Shannon Sharpe’s Wednesday afternoon delight won’t prevent him from joining Stephen A. Smith on First Take Monday morning.
TMZ Sports is reporting Sharpe won’t face any disciplinary action from ESPN for accidentally allowing America to listen in on him having sex, citing an unnamed source at the network. According to the source, Sharpe is expected to be part of his regularly scheduled programming on First Take next Monday and Tuesday.
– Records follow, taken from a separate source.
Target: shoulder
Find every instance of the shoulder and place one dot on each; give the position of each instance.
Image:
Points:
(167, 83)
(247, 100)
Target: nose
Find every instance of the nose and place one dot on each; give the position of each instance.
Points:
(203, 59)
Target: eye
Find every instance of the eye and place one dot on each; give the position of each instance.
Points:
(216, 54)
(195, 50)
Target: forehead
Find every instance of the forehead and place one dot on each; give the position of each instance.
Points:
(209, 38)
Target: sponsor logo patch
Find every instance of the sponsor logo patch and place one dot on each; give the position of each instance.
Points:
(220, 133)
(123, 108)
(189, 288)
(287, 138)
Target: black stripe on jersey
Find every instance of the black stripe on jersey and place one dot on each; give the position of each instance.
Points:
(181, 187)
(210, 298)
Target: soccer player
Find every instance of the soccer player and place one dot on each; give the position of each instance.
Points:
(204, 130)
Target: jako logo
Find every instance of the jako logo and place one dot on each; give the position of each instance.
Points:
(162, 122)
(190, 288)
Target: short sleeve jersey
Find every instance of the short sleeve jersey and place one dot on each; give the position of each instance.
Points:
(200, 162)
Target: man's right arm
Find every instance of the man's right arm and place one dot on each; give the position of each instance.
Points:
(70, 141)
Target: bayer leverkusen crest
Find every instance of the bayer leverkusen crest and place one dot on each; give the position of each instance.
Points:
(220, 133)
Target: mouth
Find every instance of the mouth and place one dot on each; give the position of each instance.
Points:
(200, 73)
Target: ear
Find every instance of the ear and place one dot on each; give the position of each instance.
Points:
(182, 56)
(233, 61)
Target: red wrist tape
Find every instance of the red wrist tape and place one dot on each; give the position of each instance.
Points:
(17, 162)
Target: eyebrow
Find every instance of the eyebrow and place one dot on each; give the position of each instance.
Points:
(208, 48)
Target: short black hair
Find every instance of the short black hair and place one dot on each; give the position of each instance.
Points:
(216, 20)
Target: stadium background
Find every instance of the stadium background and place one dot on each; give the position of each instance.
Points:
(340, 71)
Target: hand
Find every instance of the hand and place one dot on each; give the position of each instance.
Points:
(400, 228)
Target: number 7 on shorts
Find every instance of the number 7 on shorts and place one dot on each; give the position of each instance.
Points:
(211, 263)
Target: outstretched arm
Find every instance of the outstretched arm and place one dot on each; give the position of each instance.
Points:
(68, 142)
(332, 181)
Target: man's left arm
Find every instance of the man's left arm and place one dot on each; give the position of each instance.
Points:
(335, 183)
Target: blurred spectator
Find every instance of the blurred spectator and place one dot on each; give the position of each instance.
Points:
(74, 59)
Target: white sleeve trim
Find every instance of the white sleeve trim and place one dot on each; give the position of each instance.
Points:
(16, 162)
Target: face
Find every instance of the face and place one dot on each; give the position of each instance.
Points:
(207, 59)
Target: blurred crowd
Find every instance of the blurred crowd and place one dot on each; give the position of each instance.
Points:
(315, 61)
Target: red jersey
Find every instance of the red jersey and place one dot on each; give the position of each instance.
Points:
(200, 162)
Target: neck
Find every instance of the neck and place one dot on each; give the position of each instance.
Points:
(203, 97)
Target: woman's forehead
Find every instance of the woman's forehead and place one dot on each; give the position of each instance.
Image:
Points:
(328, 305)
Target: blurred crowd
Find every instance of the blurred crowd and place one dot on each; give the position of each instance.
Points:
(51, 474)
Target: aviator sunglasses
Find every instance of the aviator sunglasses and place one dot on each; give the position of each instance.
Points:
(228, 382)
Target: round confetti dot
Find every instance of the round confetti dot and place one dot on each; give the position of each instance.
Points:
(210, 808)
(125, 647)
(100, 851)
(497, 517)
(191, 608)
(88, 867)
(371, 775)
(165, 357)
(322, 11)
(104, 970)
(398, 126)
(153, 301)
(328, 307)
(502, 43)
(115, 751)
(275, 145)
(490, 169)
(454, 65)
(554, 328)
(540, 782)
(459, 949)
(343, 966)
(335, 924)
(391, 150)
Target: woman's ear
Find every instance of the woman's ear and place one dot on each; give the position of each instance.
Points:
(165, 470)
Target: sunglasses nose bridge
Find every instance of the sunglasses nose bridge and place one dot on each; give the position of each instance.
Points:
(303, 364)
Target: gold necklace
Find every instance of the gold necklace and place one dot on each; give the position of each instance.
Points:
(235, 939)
Sharpe’s first-ever Instagram Live appearance was a memorable one, with it occurring during a sexual encounter Wednesday afternoon. His more than three million Instagram viewers couldn’t see anything from the encounter, but they were able to hear a lot. Screen recordings of the Instagram Live session quickly spread across social media, prompting someone from Sharpe’s team to shut down the stream and post a message claiming he was hacked.
Later Wednesday, Sharpe went on Nightcap with co-host Chad Johnson and admitted he wasn’t hacked, meaning those sex noises you heard were coming from the Pro Football Hall of Famer. Sharpe said the Instagram Live event was an accident, claiming he didn’t know how it happened.
During his tell-all on Nightcap, Sharpe also said he quickly called executives at ESPN and The Volume to tell them what happened, insinuating those professional relationships would remain intact. TMZ Sports has now all but confirmed that by reporting Sharpe won’t receive any sort of punishment from ESPN.
While the NFL star turned media mogul was able to comfortably know his audio-only sex tape wouldn’t hurt his massively growing podcast platform, Sharpe had to have at least some concern over the way ESPN might respond. In 2021, ESPN fired Paul Pierce after he went on Instagram Live while drinking and smoking as exotic dancers performed in the background. Despite that precedent being set, ESPN can lean on Pierce’s Instagram Live controversy being intentional, while Sharpe’s was seemingly a mistake.
Sharpe joined ESPN as a First Take contributor last year following his public split with Skip Bayless and FS1. And after two short “prove-it” deals during the NFL and NBA seasons, Sharpe signed a four-year contract to remain with ESPN in June.